Дон Жуан. Жизнь и смерть дона Мигеля из Маньяры - Йозеф Томан 2 стр.


— Томас! Трифон — пример благочестия…

— Это чудовище Трифон, — упрямо повторяет дон Томас, — чья лицемерная образина искажена злобой, и он мучит моего сына накануне дня рождения! Кто так распорядился, донья Херонима?

Молчание было долгим.

— Я, мой дорогой, — прозвучал потом тихий, но твердый голос доньи. — Жизнь Мигеля принадлежит богу.

— Кто это решил?! — в сотый раз взрывается дон Томас.

— Опять-таки я, его мать. Вы же знаете — я обещала богу жизнь Мигеля. Знаете давно!

Однако сегодня дон Томас строптиво настроен.

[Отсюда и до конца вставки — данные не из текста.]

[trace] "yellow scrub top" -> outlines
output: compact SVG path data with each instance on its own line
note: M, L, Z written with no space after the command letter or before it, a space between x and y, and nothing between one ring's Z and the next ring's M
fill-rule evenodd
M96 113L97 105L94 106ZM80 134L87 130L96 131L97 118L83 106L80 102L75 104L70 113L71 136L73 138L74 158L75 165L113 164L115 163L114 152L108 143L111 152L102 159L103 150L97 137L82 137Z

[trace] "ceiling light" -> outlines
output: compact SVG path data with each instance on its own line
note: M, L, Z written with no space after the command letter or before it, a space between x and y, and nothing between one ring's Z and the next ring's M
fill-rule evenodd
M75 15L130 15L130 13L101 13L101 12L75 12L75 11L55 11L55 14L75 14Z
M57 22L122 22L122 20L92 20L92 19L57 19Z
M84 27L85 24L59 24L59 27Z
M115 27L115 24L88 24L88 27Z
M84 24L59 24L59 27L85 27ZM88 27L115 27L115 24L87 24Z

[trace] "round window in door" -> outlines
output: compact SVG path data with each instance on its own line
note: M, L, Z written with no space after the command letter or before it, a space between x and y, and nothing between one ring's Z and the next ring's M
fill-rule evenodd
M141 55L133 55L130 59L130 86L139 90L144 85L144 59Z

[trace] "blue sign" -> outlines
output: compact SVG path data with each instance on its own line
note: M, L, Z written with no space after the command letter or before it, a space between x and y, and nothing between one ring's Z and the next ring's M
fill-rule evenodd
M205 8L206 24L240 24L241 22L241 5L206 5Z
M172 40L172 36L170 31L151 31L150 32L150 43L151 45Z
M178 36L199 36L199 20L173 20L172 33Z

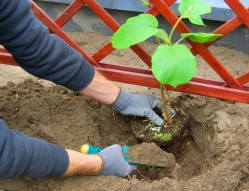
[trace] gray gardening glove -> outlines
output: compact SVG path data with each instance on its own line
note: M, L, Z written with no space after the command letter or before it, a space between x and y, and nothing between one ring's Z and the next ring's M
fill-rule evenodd
M125 160L120 145L106 147L98 153L103 160L103 169L98 175L116 175L124 177L135 170L136 166L129 165Z
M131 94L121 90L119 98L112 107L123 115L147 117L159 126L164 124L163 119L153 111L155 108L162 109L161 100L150 94ZM166 110L168 109L167 106ZM174 110L171 111L171 116L173 115L175 115Z

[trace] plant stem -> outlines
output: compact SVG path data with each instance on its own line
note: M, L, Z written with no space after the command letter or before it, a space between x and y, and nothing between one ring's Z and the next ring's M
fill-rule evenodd
M175 45L176 44L179 44L182 40L184 40L185 38L181 38L181 39L179 39L176 43L175 43Z
M174 33L174 31L175 31L175 29L176 29L176 27L177 27L177 25L180 23L180 21L183 19L183 15L181 15L181 17L176 21L176 23L174 24L174 26L173 26L173 28L171 29L171 31L170 31L170 34L169 34L169 46L171 46L172 45L172 36L173 36L173 33Z
M166 88L164 87L163 84L160 83L160 90L161 90L161 98L162 98L162 116L165 119L165 121L167 121L168 124L172 124L173 123L173 119L170 117L170 113L171 113L171 106L170 106L170 96L168 91L166 90ZM164 96L164 90L166 90L167 95L169 96L169 112L166 112L166 103L165 103L165 96Z
M176 21L176 23L174 24L173 28L171 29L170 35L169 35L169 46L172 45L172 42L171 42L171 41L172 41L172 36L173 36L173 33L174 33L174 31L175 31L177 25L181 22L181 20L182 20L183 18L186 17L186 15L188 14L189 11L191 11L191 9L192 9L192 6L189 7L188 10L187 10L183 15L181 15L181 16L179 17L179 19Z

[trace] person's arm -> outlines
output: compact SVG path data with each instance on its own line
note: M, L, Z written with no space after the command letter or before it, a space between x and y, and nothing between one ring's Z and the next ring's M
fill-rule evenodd
M0 119L0 179L71 175L116 175L124 177L135 166L112 145L98 155L86 155L11 130Z

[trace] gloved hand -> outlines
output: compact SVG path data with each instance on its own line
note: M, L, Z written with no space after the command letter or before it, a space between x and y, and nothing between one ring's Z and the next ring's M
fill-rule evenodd
M158 126L164 124L163 119L153 111L154 108L162 109L161 100L150 94L131 94L121 90L120 96L112 107L123 115L147 117ZM168 109L167 106L166 110ZM171 111L172 115L175 115L173 109Z
M103 160L103 169L98 175L116 175L124 177L130 174L136 166L129 165L125 160L120 145L106 147L98 153Z

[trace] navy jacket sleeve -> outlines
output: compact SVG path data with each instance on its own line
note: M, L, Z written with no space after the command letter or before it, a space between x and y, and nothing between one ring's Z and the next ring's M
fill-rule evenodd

— Вы сошли с ума? Мой единственный сын, — значит, род мой вымрет?!

— Что такое ваш род против воли божией? — резко возражает донья Херонима.

— Он станет воином! — бушует дон Томас. — Как его деды, как я! Я научу его фехтовать, скакать на коне, научу не уступать никому…

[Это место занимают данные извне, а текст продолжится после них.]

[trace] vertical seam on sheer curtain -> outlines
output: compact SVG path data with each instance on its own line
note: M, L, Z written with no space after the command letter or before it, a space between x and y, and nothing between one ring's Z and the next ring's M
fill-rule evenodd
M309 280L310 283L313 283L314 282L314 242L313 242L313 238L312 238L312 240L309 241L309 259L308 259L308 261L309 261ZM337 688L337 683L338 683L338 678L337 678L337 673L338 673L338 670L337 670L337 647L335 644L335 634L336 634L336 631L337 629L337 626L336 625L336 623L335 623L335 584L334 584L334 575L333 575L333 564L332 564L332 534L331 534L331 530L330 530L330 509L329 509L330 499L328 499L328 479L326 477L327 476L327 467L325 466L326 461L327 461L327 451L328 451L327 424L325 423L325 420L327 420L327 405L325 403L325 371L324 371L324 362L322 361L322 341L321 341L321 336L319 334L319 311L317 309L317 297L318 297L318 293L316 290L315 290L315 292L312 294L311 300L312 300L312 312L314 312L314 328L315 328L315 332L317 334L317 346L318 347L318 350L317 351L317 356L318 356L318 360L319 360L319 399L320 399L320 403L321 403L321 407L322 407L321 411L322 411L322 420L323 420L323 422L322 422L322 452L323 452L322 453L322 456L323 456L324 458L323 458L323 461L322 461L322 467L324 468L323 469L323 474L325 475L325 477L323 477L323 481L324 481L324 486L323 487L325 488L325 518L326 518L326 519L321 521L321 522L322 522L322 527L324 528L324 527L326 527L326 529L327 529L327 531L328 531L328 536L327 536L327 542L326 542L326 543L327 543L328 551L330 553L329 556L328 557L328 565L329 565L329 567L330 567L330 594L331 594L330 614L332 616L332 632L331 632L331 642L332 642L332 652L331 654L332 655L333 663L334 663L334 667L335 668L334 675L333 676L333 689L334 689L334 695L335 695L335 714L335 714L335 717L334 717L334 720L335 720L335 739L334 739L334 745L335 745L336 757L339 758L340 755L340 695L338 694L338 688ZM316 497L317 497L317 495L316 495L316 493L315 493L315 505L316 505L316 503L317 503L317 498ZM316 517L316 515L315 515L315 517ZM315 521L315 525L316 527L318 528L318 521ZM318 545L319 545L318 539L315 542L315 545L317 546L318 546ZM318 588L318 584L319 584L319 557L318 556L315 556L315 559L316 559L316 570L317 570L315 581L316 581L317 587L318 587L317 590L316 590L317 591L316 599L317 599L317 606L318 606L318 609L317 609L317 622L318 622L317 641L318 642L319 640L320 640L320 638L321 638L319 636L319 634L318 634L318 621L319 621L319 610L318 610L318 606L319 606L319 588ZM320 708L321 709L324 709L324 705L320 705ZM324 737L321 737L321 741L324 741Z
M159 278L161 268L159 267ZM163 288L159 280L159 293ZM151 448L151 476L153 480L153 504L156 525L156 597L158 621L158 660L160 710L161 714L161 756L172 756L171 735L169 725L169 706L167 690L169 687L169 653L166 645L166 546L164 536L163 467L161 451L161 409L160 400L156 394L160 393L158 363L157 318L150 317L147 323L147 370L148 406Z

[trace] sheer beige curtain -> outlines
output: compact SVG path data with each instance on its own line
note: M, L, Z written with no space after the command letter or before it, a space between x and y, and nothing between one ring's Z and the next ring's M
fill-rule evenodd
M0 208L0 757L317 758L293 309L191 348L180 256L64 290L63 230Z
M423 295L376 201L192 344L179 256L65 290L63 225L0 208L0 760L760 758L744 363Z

— Вы не отступитесь, дон Томас?

— Не отступлюсь, донья Херонима!

И нынче бег времени заставил дона Томаса засесть над счетами с майордомо Марсиано Нарини. Граф угрюм, разгневан и слушает майордомо, нахмурив густые брови, что не предвещает добра.

— Говорю об этом с сожалением, ваша милость, но утаить от вас не имею права. Ваши владения, замки, Дворец в Севилье поглощают множество средств. Содержание их требует больших сумм, и при этом не следует забывать об иных расходах, гм… — Майордомо опасливо кружит вокруг «прогулок» дона Томаса, которые обходятся в тысячи дублонов.

— Дальше! — сердито бросает дон Томас.

— А доходы падают, ваша милость…

— Как?! — вскипает дон Томас и щелкает по столу хлыстиком — он знает, что, как бы низко ни упали доходы, владения его по-прежнему будут приносить несметные богатства. — Падают? Почему?!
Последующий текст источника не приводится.